Today I saw a blog post by a friend of mine that had nothing to do with child abuse or survivors, but one which I really felt the lessons most definitely applied when it comes to healing. On the blog, Red Boot Lady is talking about the lessons learned from a recent experience meeting another aviation student:
Howard was exactly the right person to meet at exactly the right time. He is living proof that one does not have to walk in a straight line to get to a destination on a self-imposed time limit. He knows about second chances. He was a sign.

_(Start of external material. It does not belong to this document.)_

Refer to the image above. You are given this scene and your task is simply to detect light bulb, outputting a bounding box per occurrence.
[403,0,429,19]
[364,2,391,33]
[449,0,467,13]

This is such an important lesson for survivors of childhood abuse. Healing is not a straight line, there is no “normal” time and no “normal” path to healing. I can’t even count the number of comments and emails I’ve received over the years asking me how long healing should take. There’s no answer to that, it takes as long as it takes. During certain times of our lives we’ll be able to really focus on healing and may see some great progress. During others, we will have other priorities that keep us from focusing on it, or things will simply be too hard to see great progress at the same rate as we were before. We’ll also all be doing things at our own rates and within our own timelines. It’s not a contest, and we aren’t here to compete with one another. The important thing is to continue, and know that it’s never too late to pick it back up again.
When you get a Private Pilot License, it doesn’t say that it took you “x” years to get there, and you dropped the training and picked it up again 3 times, etc. It simply says that you have completed the training, and are licensed to fly a plane. Those of us healing from childhood abuse don’t get a license (Really, what does “healed” look like anyway? LOL), but we do display the fruits of our labors in healthier relationships, more joy, a sense of self value, and various other day to day acts of living. When others see, and are inspired by those acts, no one asks how long it took to reach this point, or whether you had to stop and pick it up again later. Rather, they are likely to be simply impressed with our progress.
Of course, since we never want to give ourselves any credit, it’s very likely that in our own mind we’ll be saying “yeah but it took me twice as long as this other survivor over there, or they are already ahead of me here, etc.” What a freaking waste of mental energy! Just be happy that you are moving forward, and be proud of that!